On day of FTC settlement, Path confirms photo geotagging privacy issue and says fix has been sent to Apple


On day of FTC settlement, Path confirms photo geotagging privacy issue and says fix has been sent to Apple

A new privacy flaw discovered in Path means it will geotag your posts on the social network even when you’ve explicitly disabled Location Services for the app. It does this by pulling the embedded EXIF tag location information from photos, which contain GPS coordinates, from any images you’ve attached in the iOS Camera Roll.

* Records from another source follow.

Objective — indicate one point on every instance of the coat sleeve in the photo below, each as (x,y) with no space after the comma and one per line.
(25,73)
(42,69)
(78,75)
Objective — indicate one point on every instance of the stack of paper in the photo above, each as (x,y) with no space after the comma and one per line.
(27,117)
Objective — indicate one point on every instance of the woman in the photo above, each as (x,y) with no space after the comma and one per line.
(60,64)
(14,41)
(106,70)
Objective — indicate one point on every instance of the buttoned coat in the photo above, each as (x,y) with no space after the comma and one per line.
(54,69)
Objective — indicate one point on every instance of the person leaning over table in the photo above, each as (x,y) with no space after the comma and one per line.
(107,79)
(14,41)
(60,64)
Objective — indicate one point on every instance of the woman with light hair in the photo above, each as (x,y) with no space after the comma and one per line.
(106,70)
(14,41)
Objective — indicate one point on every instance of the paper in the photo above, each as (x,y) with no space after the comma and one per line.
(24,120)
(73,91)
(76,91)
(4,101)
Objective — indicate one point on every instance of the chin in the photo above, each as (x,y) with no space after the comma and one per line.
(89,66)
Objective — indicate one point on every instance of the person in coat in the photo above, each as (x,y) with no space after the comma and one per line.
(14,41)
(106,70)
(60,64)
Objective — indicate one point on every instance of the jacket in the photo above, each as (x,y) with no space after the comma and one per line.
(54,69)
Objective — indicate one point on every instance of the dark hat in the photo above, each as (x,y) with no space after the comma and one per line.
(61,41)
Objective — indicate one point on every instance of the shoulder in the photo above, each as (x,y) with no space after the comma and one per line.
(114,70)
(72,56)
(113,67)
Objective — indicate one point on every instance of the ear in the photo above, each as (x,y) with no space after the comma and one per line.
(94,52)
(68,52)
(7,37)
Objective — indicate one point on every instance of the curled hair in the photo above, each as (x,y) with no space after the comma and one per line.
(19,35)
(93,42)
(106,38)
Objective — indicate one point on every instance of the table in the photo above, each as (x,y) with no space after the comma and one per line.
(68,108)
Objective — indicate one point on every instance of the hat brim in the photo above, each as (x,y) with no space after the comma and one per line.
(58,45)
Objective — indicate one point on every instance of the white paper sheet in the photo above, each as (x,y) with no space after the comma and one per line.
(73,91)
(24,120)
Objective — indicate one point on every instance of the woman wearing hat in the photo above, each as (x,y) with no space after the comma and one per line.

After we notified Path of the discovery, the company says it has patched its app and a new version should be available as soon as Apple approves it in the App Store.

We were first alerted of this issue via a blog post by security researcher and hacker Jeffrey Paul late on Thursday night, and immediately contacted Path. A spokesperson responded this morning that the company was looking into the issue, and then this afternoon Dylan Casey, Path’s Product Manager, posted a comment on Paul’s blog.

The comment was also emailed to us. After thanking Jeffery, Casey stated the following:

We take user privacy very seriously here at Path. Here is what we have discovered and how we are responding:

1. We were unaware of this issue and have implemented a code change to ignore the EXIF tag location.
2. We have submitted a new version with this fix to the App Store for approval.
3. We have alerted Apple about the concerns you’ve outlined here and will be following up with them.

One note to clarify: If a Path user had location turned off and an image was taken with the Path camera, Path does not have the location data. This only affected photos taken with the Apple Camera and imported into Path.

The third point is worth noting, as Jeffrey asked readers of his blog: “Should Apple’s iOS allow applications for which Location Services are explicitly disabled to access location information embedded (by the iOS Camera app) in photos stored in the Camera Roll (when access to photos is granted)? I think the answer here is very clearly no.”

Last year, Path admitted to collecting and storing personal information from the iOS address book even if the user didn’t give it permission to, and quickly released an update the next day, but not before being hit with a massive backlash. After all that, Apple changed its policies so that apps require explicit user permission to access Address Book data.

Jeffrey is calling for the same thing when it comes to EXIF location tags in photos:

If you disable location services for an app, for example, a photo-sharing app or social network, yet take a photo every day (using the Camera app) and then later use that same application (which you have not granted access to your position) to upload that photo, the OS should prohibit the application from detecting your location via the EXIF information in that photo. Otherwise, the app will still have your location on a regular basis, despite the clear opposite intent being expressed by the user (through the disabling of location services for that particular app). This seems pretty clear to me.

Jeffrey has alerted Apple, and now it seems Path has done the same thing. That’s quite a way to show it cares; after all, the company today settled with the FTC for $800,000 and likely wants to avoid anything similar from happening again.